Kafka Cluster Sizing

We’re starting to use Kafka for a number of projects. We can start off on virtual machines on our shared VMWare cluster, but we expect the disk IO to soon reach levels that will make it unsuitable for running on our shared storage. This post looks at some techniques for sizing up a physical Kafka cluster.

Let’s start by taking a look at some of our busiest but realistic streaming data, our LAMP application logs. It’s generally understood that the busiest day of the year, particularly for peak traffic, is the Grand National. We still have logs from this day on an NFS share, so we can load it into Hadoop to look at peak throughput.

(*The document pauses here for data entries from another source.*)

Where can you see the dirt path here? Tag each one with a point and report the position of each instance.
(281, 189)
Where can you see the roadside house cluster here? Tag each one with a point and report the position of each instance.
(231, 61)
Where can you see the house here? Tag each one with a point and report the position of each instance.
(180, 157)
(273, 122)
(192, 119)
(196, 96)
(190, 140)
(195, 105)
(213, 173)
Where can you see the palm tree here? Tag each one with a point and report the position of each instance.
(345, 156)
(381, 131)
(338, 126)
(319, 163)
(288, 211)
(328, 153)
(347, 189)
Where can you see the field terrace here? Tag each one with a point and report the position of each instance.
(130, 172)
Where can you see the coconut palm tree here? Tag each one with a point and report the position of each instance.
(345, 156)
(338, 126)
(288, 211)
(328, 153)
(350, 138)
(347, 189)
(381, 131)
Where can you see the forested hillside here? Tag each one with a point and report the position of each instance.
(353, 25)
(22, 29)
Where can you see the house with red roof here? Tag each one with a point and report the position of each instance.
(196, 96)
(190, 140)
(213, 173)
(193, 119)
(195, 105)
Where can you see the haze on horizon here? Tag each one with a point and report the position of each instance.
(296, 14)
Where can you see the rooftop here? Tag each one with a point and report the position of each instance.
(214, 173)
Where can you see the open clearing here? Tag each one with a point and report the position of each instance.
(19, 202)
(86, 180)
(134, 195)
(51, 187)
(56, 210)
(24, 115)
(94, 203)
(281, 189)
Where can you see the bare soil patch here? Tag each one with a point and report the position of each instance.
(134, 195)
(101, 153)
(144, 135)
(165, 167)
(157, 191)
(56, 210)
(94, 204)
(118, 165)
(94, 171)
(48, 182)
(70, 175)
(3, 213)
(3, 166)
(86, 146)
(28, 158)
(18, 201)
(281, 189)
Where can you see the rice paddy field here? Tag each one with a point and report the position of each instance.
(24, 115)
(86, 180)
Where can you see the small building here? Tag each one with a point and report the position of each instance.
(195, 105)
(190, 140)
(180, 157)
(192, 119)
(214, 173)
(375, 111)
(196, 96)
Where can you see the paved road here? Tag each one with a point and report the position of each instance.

Once the data has been loaded into HDFS we can use the spark shell to look at the data.

val timeRegexp = """[0-9]{2}:[0-9]{2}:[0-9]{2}""".r
val gnLogs = sc.textFile("/user/kaerasta/gnlogs")
val logTimes = gnLogs.map(line => timeRegexp.findFirstIn(line))
val timeFrequency = logTimes.countByValue
val maxTime = timeFrequency.maxBy(_._2)
// maxTime: (Option[String], Long) = (Some(15:16:50),4931425)
val peakLogs = gnLogs.filter(line => line.contains("15:16:50"))
peakLogs.saveAsTextFile("/user/kaerasta/peaklogs")
sc.parallelize(timeFrequency.toList).saveAsTextFile("/user/kaerasta/logs_per_sec")

This gives us two files on HDFS, the logs for the busiest single second and a count of the log lines per second.

hadoop fs -du -h -s peaklogs
# 1.3 G (uncompressed)
hadoop fs -text /user/kaerasta/logs_per_sec/* | sed 's/(Some(//g;s/)//g' | sort > sorted_logs_per_sec.csv

So we’ve written 1.3 GB of data in a single second at the peak time, but is this a spike or are we seeing this level of traffic for an extended period? For this we turn to R, having done a little tidying of the data with sed.

sorted_logs_per_sec <- read.csv("~/sorted_logs_per_sec.csv", header=FALSE)
sorted_logs_per_sec <- sorted_logs_per_sec[2:length(sorted_logs_per_sec[,1]), ]
time_x <- seq(1:length(sorted_logs_per_sec[,1]))
plot(time_x,sorted_logs_per_sec[,2], type='l', col=3)

Log spike

We can see this is one single huge spike, so can probably cope with designing the cluster for lower levels of traffic.

We now need some numbers for our cluster sizing model, built using the Cloudera Kafka reference architecture. We’re going to use a replication factor of 3 because this is data we care about, we’ve seen a write rate of 1300 MB/sec at peak, and we’re guessing 15 consumers.

Putting those numbers into our model gives us an expected cluster-wide disk throughput of 16000 MB/sec and a cluster-wide memory requirement of 40 GB.

To enable patching and give us high availability we’ve been assuming an initial cluster of five servers. Assuming the load is spread fairly evenly we need to cope with 3200 MB/sec per-server and 8 GB memory per server. Our infra team aren’t too worried about these numbers, and offer to put some numbers together for us.